Pioneer struggling to avoid cash crunch

Stephen Sorensen, Pioneer’s new chairman, president and chief executive officer, said these operations and lower gold prices have “undermined shareholders’ confidence” in the company’s ability to meet its financial obligations.

Specifically, he mentioned a 52,000-oz gold loan to the Chase Manhattan Bank of Canada and interest on a $12-million convertible loan owing to its largest shareholder, Pegasus Gold (TSE).

Pegasus owns about 9% of the company’s 22.8 million issued and outstanding shares. Sorensen recently acquired about 5% of Pioneer through purchases on the open market. The shares are trading at 70 cents in a 52-week range of 60 cents to $4.25.

Although Sorensen reports that Pioneer has enough cash to meet its day-to-day requirements and the year-end interest payment to Pegasus, he will be seeking to restructure the corporate debt so the company can meet its repayment obligations.

Sorensen also plans to add new directors from the mining and financial sector to fill vacancies left by the departure of several directors, including Robert Willis, former president and chief executive officer. The board now consists of Sorensen, Stewart Blusson and Wayne Smith, all original founders of the company.

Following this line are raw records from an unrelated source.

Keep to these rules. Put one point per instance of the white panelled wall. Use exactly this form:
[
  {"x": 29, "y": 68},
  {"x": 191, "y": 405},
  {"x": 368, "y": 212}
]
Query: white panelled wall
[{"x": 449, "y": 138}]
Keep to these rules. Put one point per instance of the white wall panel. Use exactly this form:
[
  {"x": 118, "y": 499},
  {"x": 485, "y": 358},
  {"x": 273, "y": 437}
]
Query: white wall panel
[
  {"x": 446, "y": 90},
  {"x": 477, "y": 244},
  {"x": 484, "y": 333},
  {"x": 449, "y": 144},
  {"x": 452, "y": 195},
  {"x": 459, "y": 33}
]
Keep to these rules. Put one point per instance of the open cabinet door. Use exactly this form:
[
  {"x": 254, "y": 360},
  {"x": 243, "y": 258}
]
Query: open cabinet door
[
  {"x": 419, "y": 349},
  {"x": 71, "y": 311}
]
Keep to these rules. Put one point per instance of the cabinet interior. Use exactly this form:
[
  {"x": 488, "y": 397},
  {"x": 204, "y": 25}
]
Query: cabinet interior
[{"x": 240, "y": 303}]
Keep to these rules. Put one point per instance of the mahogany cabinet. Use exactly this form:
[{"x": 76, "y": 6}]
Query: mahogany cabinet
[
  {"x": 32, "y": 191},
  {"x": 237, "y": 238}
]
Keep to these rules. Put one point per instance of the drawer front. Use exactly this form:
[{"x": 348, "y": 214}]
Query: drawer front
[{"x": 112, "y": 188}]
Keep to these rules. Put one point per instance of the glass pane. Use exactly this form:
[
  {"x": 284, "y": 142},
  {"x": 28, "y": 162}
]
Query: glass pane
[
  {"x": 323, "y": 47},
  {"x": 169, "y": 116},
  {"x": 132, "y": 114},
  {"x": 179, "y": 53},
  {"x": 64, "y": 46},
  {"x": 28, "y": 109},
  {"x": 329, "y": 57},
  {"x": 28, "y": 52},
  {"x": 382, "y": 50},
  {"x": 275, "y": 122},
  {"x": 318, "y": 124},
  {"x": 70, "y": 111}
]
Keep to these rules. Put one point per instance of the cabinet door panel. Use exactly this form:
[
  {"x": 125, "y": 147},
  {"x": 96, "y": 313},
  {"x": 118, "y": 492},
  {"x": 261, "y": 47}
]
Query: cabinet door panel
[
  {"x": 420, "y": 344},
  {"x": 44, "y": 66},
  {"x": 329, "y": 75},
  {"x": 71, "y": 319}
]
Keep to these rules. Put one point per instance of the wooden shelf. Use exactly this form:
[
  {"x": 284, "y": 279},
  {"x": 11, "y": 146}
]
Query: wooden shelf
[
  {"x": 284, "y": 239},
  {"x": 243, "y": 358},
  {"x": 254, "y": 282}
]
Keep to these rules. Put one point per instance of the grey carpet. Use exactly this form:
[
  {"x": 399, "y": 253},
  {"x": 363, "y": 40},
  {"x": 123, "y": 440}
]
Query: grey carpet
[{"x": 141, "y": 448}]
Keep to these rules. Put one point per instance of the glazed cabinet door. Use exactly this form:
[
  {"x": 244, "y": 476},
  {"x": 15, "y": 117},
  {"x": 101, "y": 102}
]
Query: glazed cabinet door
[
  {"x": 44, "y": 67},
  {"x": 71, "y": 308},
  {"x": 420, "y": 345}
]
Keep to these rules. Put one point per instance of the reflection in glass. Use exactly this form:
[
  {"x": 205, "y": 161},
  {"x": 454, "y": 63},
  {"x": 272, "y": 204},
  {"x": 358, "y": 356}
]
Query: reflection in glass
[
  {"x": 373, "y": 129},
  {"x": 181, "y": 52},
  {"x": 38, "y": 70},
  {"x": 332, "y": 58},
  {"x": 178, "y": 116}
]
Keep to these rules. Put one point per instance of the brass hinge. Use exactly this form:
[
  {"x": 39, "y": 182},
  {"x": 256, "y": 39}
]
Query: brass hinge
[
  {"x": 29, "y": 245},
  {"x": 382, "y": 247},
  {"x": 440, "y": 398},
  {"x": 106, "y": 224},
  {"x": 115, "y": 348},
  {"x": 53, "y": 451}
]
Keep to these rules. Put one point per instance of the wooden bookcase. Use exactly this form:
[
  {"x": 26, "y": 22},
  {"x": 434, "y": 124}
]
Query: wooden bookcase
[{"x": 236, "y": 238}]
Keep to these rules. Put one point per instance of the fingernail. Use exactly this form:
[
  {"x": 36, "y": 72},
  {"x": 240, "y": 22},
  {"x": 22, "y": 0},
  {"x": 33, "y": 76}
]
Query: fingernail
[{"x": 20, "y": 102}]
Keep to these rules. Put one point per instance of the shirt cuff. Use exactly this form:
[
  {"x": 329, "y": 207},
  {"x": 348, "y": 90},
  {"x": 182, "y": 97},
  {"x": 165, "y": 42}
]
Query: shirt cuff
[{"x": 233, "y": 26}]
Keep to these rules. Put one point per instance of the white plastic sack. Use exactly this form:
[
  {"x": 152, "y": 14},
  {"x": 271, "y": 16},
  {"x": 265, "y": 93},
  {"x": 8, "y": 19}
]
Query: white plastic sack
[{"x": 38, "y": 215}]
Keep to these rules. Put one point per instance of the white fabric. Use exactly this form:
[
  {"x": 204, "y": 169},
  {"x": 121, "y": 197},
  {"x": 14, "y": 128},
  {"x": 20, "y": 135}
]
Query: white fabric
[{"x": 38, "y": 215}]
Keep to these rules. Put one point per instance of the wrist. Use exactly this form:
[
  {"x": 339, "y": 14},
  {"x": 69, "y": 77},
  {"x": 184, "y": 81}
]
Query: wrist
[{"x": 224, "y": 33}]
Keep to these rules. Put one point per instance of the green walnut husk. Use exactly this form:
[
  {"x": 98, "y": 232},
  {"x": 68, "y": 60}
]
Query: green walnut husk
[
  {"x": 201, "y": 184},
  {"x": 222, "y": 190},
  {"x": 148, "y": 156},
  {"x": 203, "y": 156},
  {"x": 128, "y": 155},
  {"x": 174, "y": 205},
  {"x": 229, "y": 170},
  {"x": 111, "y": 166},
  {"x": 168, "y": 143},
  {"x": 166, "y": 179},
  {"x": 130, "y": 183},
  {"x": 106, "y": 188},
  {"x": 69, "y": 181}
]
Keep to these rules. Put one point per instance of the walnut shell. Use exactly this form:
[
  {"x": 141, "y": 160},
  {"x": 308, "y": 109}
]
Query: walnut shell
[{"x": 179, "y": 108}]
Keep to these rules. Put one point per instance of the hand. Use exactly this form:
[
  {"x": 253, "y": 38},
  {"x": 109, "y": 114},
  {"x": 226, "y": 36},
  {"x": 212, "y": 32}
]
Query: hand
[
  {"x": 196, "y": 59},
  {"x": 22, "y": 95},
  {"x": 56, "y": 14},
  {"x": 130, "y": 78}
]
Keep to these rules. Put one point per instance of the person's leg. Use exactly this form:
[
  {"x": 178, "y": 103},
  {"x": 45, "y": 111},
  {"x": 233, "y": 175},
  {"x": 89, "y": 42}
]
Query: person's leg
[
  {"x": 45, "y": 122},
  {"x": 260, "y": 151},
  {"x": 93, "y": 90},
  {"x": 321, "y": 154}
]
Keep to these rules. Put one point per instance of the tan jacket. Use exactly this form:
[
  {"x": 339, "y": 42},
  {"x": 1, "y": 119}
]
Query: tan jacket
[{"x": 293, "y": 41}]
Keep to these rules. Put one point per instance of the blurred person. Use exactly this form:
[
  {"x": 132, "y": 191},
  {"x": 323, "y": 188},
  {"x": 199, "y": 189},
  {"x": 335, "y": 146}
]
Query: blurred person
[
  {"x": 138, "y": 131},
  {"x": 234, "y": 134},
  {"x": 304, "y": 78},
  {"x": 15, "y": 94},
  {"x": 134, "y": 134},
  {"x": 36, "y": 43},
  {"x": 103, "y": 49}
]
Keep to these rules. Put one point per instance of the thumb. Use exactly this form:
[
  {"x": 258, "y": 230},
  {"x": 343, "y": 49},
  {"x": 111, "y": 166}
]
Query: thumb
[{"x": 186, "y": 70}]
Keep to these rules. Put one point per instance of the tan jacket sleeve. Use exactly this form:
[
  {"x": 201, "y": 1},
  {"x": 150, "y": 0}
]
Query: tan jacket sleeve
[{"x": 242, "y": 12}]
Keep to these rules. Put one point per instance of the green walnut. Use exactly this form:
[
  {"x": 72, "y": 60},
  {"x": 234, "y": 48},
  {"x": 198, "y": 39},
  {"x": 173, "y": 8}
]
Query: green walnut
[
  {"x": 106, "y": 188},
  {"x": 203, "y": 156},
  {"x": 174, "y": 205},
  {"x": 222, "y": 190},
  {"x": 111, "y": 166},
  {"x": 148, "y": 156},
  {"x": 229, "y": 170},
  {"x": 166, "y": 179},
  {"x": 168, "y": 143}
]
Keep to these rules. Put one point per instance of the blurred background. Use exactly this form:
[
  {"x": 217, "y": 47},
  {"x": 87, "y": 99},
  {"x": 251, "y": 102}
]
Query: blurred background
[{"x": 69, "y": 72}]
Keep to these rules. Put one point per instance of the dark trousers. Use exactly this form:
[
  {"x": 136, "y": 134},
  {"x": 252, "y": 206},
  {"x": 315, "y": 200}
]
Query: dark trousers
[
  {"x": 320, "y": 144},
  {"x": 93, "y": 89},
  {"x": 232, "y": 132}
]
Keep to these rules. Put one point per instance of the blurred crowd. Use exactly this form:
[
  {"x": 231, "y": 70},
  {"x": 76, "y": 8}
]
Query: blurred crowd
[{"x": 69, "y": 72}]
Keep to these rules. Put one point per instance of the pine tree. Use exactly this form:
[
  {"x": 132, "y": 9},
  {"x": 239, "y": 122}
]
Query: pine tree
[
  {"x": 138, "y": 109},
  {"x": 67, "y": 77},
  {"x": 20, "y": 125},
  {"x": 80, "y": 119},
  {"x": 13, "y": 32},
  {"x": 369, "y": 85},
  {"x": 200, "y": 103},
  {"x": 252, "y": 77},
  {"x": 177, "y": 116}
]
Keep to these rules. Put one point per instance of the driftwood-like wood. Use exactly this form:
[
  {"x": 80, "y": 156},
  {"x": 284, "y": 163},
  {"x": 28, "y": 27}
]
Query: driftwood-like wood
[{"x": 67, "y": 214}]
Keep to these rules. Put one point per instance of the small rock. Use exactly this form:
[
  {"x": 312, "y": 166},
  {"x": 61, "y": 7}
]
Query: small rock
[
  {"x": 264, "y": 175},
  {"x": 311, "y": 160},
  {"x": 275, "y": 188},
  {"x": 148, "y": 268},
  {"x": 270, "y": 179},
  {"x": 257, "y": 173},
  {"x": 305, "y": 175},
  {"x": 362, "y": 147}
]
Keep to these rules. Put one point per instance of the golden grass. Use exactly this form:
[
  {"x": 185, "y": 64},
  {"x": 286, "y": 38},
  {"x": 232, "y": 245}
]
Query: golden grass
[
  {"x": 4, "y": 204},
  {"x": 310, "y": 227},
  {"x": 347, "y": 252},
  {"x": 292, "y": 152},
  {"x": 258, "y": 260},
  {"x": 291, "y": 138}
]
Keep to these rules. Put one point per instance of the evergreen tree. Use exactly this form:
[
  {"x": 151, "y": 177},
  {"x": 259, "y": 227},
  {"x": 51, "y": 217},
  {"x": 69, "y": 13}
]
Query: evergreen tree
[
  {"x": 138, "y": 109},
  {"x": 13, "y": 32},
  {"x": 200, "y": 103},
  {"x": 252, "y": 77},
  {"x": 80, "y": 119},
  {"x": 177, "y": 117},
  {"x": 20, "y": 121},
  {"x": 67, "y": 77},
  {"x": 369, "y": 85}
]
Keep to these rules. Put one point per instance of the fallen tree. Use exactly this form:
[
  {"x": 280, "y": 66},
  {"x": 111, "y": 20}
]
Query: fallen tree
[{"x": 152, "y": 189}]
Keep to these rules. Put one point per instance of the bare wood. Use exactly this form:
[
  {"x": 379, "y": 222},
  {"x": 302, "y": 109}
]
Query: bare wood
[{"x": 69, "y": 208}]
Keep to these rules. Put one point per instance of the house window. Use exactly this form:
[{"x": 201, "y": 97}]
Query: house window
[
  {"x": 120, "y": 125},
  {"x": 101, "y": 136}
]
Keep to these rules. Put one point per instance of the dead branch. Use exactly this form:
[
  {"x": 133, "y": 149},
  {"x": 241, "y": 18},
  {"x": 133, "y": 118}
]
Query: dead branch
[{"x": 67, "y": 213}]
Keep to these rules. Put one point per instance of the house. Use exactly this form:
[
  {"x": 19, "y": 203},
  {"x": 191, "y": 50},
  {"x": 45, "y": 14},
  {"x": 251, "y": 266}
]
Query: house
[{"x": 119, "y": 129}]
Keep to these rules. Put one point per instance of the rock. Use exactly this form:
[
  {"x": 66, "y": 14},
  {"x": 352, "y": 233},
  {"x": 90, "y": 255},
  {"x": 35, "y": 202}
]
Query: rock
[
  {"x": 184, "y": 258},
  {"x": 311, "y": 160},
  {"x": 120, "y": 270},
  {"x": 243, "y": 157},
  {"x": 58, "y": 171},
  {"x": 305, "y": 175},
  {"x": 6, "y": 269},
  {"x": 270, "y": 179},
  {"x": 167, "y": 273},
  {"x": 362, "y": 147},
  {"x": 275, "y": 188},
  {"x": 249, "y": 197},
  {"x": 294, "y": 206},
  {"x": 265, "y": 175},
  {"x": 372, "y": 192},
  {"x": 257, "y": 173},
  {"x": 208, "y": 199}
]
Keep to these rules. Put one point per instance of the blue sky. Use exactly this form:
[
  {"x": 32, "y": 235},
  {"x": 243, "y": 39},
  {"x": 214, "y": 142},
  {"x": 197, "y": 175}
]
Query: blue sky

The new management team intends to seek joint venture partners for the 100%-owned Puffy Lake mine in Manitoba and the 100%- owned Bonito gold and silver project in New Mexico. The company will continue to operate the seasonal Stibnite gold mine in Idaho, but intends to seek joint venture partners for all its existing properties. The Premier gold mine is operated by Westmin Resources (TSE).